Selon Martin Pâquet, les étudiants des années
1950 sont sensibles à la question des droits socioéconomiques
comme le droit à la santé, le droit à la
protection sociale et le droit à l'éducation. "Comme
l'État-Providence leur garantit en grande partie cet outil
d'épanouissement personnel et collectif qu'est l'éducation,
ils vont en revendiquer l'accès, un accès plus
large.

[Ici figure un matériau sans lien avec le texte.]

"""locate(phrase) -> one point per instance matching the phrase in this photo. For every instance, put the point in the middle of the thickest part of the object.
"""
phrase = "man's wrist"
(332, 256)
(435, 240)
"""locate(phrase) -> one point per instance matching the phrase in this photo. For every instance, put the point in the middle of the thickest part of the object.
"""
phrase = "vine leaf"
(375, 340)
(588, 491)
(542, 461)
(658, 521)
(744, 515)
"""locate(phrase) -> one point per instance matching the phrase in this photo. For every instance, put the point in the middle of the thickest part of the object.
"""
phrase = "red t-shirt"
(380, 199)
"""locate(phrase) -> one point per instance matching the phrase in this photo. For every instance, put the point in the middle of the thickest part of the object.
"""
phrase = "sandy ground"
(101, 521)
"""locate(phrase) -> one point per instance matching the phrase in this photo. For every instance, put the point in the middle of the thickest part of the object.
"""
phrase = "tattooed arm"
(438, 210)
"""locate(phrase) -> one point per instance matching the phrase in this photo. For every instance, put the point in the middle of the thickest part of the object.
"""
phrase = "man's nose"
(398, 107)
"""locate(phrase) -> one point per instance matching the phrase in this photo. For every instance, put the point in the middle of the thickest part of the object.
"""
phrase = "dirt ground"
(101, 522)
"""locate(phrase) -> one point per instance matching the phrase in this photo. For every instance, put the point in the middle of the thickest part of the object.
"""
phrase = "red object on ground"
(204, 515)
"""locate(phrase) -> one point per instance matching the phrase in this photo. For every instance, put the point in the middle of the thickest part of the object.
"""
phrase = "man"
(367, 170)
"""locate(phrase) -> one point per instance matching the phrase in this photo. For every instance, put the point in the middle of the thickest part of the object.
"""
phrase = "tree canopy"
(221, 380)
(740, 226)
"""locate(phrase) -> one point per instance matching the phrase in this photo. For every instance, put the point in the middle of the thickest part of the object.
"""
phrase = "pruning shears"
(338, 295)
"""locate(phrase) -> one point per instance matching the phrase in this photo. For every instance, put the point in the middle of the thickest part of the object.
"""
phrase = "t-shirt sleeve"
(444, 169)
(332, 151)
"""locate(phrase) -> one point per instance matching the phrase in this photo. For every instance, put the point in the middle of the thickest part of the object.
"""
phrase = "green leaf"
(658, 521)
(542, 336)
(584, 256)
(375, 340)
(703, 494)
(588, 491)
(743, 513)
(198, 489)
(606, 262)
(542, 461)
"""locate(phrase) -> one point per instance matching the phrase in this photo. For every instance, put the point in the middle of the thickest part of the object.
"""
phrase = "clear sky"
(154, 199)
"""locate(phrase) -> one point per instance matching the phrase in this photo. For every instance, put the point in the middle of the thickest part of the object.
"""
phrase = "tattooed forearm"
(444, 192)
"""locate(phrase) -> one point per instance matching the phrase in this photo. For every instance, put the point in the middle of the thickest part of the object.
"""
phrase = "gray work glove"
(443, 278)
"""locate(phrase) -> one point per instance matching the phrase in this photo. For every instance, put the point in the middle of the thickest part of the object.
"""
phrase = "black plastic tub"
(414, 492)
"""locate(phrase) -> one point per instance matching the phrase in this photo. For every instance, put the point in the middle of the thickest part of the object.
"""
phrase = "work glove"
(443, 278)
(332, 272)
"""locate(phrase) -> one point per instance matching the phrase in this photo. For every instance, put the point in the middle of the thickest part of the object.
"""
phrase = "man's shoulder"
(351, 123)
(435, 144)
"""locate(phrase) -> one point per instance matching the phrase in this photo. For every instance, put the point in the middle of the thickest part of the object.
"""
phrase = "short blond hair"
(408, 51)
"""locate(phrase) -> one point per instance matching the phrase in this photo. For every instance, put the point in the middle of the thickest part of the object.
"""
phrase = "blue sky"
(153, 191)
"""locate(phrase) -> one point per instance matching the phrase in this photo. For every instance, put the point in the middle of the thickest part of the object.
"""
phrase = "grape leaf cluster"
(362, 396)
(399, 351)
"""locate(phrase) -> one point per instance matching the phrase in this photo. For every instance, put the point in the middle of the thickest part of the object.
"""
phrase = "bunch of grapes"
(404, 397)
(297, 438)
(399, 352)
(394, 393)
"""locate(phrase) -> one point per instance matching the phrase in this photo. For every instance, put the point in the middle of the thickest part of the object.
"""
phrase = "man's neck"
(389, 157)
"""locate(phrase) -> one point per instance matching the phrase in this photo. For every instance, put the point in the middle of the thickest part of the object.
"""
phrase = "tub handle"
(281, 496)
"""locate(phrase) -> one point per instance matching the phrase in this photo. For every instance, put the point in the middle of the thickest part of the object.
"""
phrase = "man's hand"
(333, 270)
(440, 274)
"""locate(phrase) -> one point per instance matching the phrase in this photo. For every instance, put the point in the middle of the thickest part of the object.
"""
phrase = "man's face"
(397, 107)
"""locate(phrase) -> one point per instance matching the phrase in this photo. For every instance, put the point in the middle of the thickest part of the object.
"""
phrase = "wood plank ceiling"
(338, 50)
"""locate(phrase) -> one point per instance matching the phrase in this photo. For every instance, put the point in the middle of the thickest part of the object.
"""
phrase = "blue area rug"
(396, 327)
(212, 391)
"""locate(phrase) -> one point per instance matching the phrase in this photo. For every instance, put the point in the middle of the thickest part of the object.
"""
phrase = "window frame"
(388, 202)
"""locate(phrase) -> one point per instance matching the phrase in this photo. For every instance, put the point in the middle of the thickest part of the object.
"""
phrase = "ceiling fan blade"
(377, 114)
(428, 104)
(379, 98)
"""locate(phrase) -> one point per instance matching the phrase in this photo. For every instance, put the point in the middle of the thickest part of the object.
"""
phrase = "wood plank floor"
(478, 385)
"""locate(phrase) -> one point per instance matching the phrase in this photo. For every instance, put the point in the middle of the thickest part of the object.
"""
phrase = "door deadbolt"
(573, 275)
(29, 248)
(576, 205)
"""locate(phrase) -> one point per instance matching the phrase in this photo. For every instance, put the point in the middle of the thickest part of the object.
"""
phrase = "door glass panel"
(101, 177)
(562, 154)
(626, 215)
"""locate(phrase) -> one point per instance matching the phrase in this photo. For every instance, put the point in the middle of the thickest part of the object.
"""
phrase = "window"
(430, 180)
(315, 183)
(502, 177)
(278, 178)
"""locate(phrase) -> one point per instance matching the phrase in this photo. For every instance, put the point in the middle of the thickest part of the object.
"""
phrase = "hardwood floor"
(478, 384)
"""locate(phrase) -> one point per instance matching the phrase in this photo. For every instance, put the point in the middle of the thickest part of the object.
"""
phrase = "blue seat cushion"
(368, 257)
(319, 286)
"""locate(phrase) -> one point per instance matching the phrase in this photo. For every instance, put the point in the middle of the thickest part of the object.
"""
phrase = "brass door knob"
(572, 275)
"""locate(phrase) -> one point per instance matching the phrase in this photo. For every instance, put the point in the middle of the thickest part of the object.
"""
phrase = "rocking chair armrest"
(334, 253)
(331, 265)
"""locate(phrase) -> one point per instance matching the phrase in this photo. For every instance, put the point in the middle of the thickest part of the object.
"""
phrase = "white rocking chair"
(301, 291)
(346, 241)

Les premières luttes étudiantes, qui commencent
à cette époque, portent donc essentiellement sur
l'accès à l'université."
Grève d'un jour
La première grève étudiante universitaire
éclate au Québec le 6 mars 1958. Plus de 20 000
étudiants font une grève d'un jour en faveur d'un
accès élargi aux études supérieures.
"Il faudra cependant attendre la création du ministère
de l'Éducation, puis la grève étudiante
d'octobre 1968 pour qu'il y ait un relatif déblocage dans
le dossier de l'aide financière gouvernementale aux étudiants",
précise Martin Pâquet.
Des manifestations ont lieu en 1961 à l'Université
Western Ontario contre le recours à la bombe nucléaire.
De 1965 à 1975, les étudiants des différents
campus universitaires au Canada manifestent pour demander le
retrait des troupes américaines du Viêt-Nam. En
février 1968, les étudiants de l'Université
de Moncton, au Nouveau-Brunswick, se mobilisent pour un accès
accru à l'éducation post-secondaire et contre les
politiques linguistiques francophobes du gouvernement. Quelques
mois plus tard, les étudiants des universités montréalaises
descendent dans la rue pour demander la création d'une
deuxième université de langue française
à Montréal et la création d'un régime
de prêts et bourses. "Le gouvernement de Jean-Jacques
Bertrand se retrouve aux prises avec une crise majeure, raconte
Martin Pâquet. Cette situation entraîne la création
de l'Université du Québec et la création
du régime de prêts et bourses avec une limite de
500 $ par an des droits de scolarité." En mars 1969,
15 000 personnes, dont de nombreux étudiants, participent
à Montréal à une manifestation populaire
pour la francisation de l'Université McGill.
Au Québec, les années 1970 vont être marquées
par une grève étudiante massive en 1974, suivie
d'une autre en 1978. Cette année-là, cégeps
et associations étudiantes universitaires revendiquent
le gel des droits de scolarité et un accès facilité
au régime de prêts et bourses. Le scénario
se répète en 1986, puis en 1996 alors que le gouvernement
Bouchard maintient le gel des droits de scolarité.